Agent Firewall Policy Specification v0.1#

Status: Draft
Version: 0.1.0
Authors: Pipelock maintainers

This specification defines a minimal, portable policy format for agent firewalls. The goal is to standardize how egress rules, DLP actions, audit events, and MCP scan hooks are expressed, so policies can be shared across tools and organizations.

Pipelock implements this spec natively. Other agent firewall implementations can adopt it to enable policy portability.

Design Principles#

Minimal. Only fields that affect security decisions.
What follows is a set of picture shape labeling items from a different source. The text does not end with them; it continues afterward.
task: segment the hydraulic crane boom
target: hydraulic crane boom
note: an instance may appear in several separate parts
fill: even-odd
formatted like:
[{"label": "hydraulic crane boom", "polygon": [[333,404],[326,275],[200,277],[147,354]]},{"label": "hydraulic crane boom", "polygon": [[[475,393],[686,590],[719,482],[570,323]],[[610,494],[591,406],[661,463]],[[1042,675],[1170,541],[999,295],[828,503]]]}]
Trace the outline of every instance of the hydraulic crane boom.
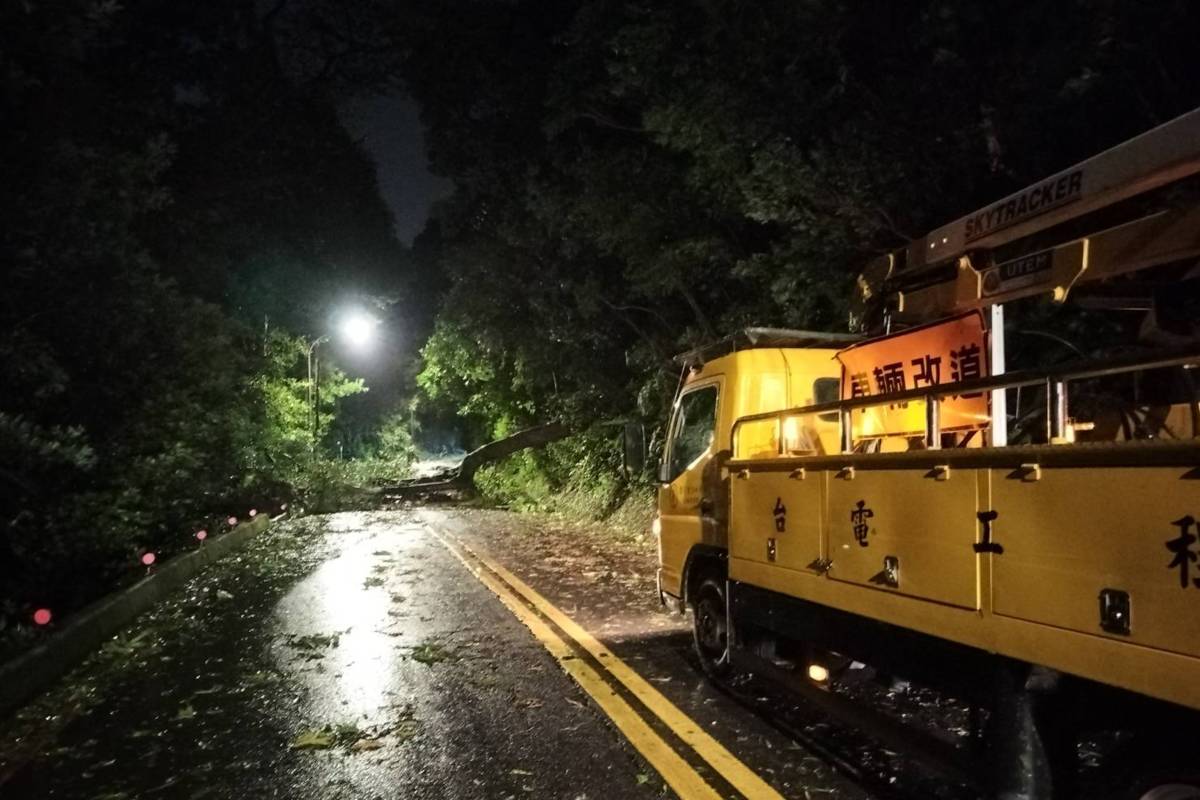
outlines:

No UI preferences, no deployment config, no vendor-specific extensions in the core spec.
Declarative. Policies describe what to allow/deny, not how to implement it. Enforcement is up to the runtime.
Composable. Multiple policies can be merged. Later rules override earlier ones by name.
Auditable. Every policy decision should produce a structured log entry that references the rule that triggered it.

Policy Document#

A policy document is a YAML file with these top-level keys:

policy_version: "0.1.0"
name: "production-agents"
description: "Policy for production AI agent fleet"

egress: { ... }
dlp: { ... }
response: { ... }
mcp: { ... }
audit: { ... }

All sections are optional. Missing sections mean "no opinion" (defer to runtime defaults).

Egress Rules#

Control which domains and IP ranges the agent can reach.

egress:
  default: deny # deny or allow
  rules:
    - name: "LLM providers"
      domains:
        - "*.anthropic.com"
        - "*.openai.com"
        - "api.together.xyz"
      action: allow

    - name: "Known exfiltration targets"
      domains:
        - "*.pastebin.com"
        - "*.transfer.sh"
        - "file.io"
        - "requestbin.net"
      action: deny

    - name: "Internal networks"
      cidrs:
        - "10.0.0.0/8"
        - "172.16.0.0/12"
        - "192.168.0.0/16"
        - "169.254.0.0/16"
      action: deny

Egress Rule Fields#

Field	Type	Required	Description
`name`	string	yes	Human-readable rule identifier
`domains`	string[]	no	Domain patterns (supports `*` wildcard prefix)
`cidrs`	string[]	no	CIDR ranges (IPv4 and IPv6)
`action`	string	yes	`allow` or `deny`

Rules are evaluated top-to-bottom. First match wins. If no rule matches, default applies.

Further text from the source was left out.